Jamily Rigonatto
Quanto terreno fértil a criminalidade pode encontrar nas partes do mundo ignoradas pela preocupação social? Em temos reais e muito pessoais, As Hostilidades documenta isso em lentes trêmulas. Dirigido por M. Sebastian Molina, o filme mostra as mudanças da cidade de Santa Lúcia, no México, após a violência se tornar protagonista em um espaço aparentemente vazio, mas cheio de memórias e feridas.
Os 70 minutos da obra são quase informais, filmados de uma maneira que mescla o relato e a paisagem, a sensação é de invadir o diário secreto de alguém. Assim, o tom intimista quebra o gelo presente no cerne de produções em formato de documentário, e caminha por um horizonte em que a narrativa é subjetiva. O efeito é enfatizado pela falta de um tripé ou equipamentos técnicos, aqui, as mãos que seguram a câmera – que são do próprio Molina – têm a terra de Santa Lúcia na ponta dos dedos.

Com cenas tomadas por uma zona de lentidão – que pode ser atribuída à pouca movimentação do lugar – o desenrolar da produção é menos fluido que o ideal, mas, ainda assim, é impossível estabelecer qualquer frame como irrelevante. Cada pedaço do chão arenoso guarda uma história melancólica e dolorosa de como a risada das crianças se tornou o silêncio promovido pelo medo, enquanto os jovens adultos, que sonharam com futuros cristalinos, perdem toda a ingenuidade para o narcotráfico.
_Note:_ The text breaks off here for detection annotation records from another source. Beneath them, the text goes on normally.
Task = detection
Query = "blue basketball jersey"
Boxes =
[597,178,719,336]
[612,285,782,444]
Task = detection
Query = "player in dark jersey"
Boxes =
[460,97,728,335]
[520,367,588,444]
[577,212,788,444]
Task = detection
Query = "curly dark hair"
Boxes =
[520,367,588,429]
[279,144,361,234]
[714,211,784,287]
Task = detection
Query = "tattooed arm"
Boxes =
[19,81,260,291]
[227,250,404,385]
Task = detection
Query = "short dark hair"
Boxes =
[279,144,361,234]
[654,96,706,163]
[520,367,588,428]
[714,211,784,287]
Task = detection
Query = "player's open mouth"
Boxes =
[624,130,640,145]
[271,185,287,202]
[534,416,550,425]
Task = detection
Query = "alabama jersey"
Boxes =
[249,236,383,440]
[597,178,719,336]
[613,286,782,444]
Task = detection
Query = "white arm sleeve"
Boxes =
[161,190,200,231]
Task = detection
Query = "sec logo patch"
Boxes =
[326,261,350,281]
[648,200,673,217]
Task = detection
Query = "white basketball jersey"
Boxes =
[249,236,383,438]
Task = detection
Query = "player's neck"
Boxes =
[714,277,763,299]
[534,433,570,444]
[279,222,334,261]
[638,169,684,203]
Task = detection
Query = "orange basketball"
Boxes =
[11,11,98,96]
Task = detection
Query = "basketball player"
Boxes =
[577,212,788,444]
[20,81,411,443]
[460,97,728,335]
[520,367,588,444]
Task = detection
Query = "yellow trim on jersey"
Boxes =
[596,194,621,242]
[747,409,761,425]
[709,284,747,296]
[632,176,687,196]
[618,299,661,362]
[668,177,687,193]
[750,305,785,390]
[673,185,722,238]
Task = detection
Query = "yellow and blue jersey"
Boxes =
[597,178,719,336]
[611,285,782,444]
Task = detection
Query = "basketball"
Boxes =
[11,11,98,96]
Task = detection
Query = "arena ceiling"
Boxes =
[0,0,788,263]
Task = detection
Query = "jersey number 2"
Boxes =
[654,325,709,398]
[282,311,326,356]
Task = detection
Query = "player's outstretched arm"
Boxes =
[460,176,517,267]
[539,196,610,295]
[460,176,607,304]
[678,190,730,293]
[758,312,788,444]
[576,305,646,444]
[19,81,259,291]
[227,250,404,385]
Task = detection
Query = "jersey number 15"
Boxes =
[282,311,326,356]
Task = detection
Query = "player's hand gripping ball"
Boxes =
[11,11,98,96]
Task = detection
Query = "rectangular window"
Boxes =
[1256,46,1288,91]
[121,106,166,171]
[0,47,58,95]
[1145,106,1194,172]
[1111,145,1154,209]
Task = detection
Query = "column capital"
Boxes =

Na voz desses homens sem perspectiva, as transformações ganham forma física por trás da pouca iluminação. Em suas vozes, que perambulam por notas de vergonha e revolta, o lugar pouco relevante para o resto do mundo se afirma em milhares de significados. Aquele “lugar do meio”, como descreve o diretor, foi casa de laços sinceros, desejos esperançosos e sorrisos ingênuos de pessoas que agora convivem com a sensação de não sentir segurança em seus próprios lares.

Não é como se fosse exatamente o tipo de filme fácil de vislumbrar, pois as camadas de As Hostilidades são tão pessoais que o observador pode não ser capaz de entender a mensagem por completo. Em alguns momentos, as crianças correm envoltas por sons de leveza e diversão, e é um desafio entender se aquilo faz parte dos resquícios de pureza que recobrem a geração mais jovem ou são retratos de uma lembrança presa ao passado.
Assim, a experiência do telespectador é muitas vezes monótona e misteriosa, mas isso é perdoado pela força do grito de socorro ecoado por Santa Lúcia. Ao fim, a sensação é de impotência por saber que, assim como essa, muitas outras cidades sofrem com um contexto político que troca a humanidade pelos lucros e finge se esquecer das consequências para os que lidam com os problemas sistêmicos restantes.
Em vidas resumidas ao impasse da falta de possibilidades, o ato de suportar é tão rotineiro quanto a involuntariedade da respiração. As Hostilidades não é o primeiro nem o último relato de dores inundadas pela invisibilidade, mas sua singularidade retoma o fato de que é colocar tudo em uma só caixinha que normaliza realidades cruéis. Embaixo das cores vibrantes do mundo desenvolvido, o mundo real se colore em um cinza hostil.